Kevin Higgins, executive vice president of the real estate firm CBRE, said the real estate market out at Apex hasn’t changed much over the last year as developers were playing a “wait-and-see” game with Faraday and infrastructure improvements at the site. With Faraday out of the picture, he said the biggest question for potential tenants will be what happens with the infrastructure.

“I think that’s the biggest question that someone would ask to fit the bill of coming out to Apex. ‘What’s the timing, and is the infrastructure happening?’” Higgins said. “And that includes the roads but it also includes the additional utilities needed.”

Higgins said that Faraday would have enhanced Apex and the viability of other companies moving out there and developing in the area, describing their decision to leave as a “setback.”
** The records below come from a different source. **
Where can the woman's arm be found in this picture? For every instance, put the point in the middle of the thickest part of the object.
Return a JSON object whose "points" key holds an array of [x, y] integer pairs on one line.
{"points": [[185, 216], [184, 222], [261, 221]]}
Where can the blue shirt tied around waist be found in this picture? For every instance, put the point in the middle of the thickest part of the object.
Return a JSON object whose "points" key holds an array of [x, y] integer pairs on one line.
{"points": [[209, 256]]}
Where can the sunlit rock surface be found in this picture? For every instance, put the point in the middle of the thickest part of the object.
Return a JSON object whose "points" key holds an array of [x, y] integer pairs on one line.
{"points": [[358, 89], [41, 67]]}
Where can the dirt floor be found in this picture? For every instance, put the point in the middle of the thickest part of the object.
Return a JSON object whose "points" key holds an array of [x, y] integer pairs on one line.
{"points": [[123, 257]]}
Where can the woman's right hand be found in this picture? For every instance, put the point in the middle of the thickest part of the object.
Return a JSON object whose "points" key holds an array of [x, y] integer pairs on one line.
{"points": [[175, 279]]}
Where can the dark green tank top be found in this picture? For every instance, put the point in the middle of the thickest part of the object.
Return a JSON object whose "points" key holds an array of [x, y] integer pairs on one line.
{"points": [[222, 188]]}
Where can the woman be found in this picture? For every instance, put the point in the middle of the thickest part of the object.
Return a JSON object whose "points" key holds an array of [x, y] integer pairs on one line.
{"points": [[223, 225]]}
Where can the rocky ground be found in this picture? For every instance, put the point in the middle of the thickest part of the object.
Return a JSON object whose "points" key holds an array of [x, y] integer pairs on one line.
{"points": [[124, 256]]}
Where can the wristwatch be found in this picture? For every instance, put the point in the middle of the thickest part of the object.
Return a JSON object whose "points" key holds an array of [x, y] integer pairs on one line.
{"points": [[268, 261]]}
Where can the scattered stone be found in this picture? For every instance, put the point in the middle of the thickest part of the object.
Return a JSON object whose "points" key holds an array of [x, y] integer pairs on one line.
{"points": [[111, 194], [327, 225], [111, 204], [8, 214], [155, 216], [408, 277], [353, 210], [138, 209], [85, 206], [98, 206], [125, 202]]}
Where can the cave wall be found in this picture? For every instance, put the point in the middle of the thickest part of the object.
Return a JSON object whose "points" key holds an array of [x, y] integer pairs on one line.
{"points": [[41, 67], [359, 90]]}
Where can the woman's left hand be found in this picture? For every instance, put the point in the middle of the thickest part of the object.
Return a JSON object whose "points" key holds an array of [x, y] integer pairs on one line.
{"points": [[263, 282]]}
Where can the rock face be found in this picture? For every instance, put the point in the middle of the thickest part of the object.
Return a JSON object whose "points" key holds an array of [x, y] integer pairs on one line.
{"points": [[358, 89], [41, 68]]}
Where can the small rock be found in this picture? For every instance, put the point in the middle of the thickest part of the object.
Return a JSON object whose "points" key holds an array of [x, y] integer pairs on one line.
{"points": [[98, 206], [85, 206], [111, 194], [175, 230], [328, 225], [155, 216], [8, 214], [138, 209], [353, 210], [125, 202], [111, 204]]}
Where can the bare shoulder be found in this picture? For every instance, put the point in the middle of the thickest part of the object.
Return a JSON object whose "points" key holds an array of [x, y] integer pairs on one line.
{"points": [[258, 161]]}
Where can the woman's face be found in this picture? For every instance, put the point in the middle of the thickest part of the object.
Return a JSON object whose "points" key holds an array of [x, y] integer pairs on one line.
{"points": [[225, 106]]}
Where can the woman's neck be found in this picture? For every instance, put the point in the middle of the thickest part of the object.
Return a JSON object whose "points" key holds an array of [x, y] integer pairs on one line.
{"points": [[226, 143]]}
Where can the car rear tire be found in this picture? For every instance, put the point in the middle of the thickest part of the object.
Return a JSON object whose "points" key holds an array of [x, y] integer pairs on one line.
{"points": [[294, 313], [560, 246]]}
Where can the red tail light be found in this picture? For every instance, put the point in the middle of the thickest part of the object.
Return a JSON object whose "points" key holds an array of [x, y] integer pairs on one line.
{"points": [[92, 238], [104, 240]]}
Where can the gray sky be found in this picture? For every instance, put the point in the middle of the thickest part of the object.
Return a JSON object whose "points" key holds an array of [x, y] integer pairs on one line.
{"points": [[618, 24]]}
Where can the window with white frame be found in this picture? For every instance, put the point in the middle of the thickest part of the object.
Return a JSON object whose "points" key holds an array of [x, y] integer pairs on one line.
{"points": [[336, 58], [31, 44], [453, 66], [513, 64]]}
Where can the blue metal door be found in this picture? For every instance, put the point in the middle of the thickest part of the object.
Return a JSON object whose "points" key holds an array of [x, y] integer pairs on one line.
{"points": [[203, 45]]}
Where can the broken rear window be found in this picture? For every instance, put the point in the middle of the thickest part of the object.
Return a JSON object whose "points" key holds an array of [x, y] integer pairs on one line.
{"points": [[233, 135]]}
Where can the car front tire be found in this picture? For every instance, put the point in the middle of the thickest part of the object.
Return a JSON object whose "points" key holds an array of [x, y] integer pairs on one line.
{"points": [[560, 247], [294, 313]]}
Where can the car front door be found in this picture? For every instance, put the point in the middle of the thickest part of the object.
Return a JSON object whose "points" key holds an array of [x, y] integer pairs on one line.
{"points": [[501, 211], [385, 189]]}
“Anything that large is going to be a setback and the jobs that it would have created in construction and during its opening, it’s a setback, but the Las Vegas Valley is not just Apex and North Las Vegas is not just Apex,” Higgins said. “North Las Vegas has a lot going on, particularly out by the Speedway area.”

Commercial realtors see a lot of promise in the area out by the Las Vegas Motor Speedway off the I-15, where Prologis, Bed Bath and Beyond and Amazon all have or are building large-scale distribution facilities. The site is much closer to town which means better amenities and infrastructure.

“I was just driving out Las Vegas Boulevard a couple of days ago, and I noticed that the city is building new water lines out to that industrial area around the Speedway,” said Mike Montandon, a commercial real estate broker and former North Las Vegas mayor. “That option puts that land way in front of Apex as far as availability.”

But he said Apex, which the city began annexing during his time in office, is still designed to meet a different need than the Speedway area — a need for extremely large, contiguous parcels of land. And the effort that the state and city is making to clear the way for infrastructure development — and the excitement created by the possibility of Faraday — could still make the site attractive for someone else.

“There’s no question that Faraday pulling out is a disappointment, but I tell you, not just me as a real estate broker, but the city and lots of others have leveraged the Faraday decision to a lot of good deals,” Montandon said. “You know there’s an old stock market saying that says ‘buy on the rumor, sell on the fact.’ But the rumor of Faraday has generated a lot of excitement over time.”

Update 7-17-17 at 11:16 p.m.: This article has been updated to correct that Tesla's factory cost $5 billion to build, not $5 million.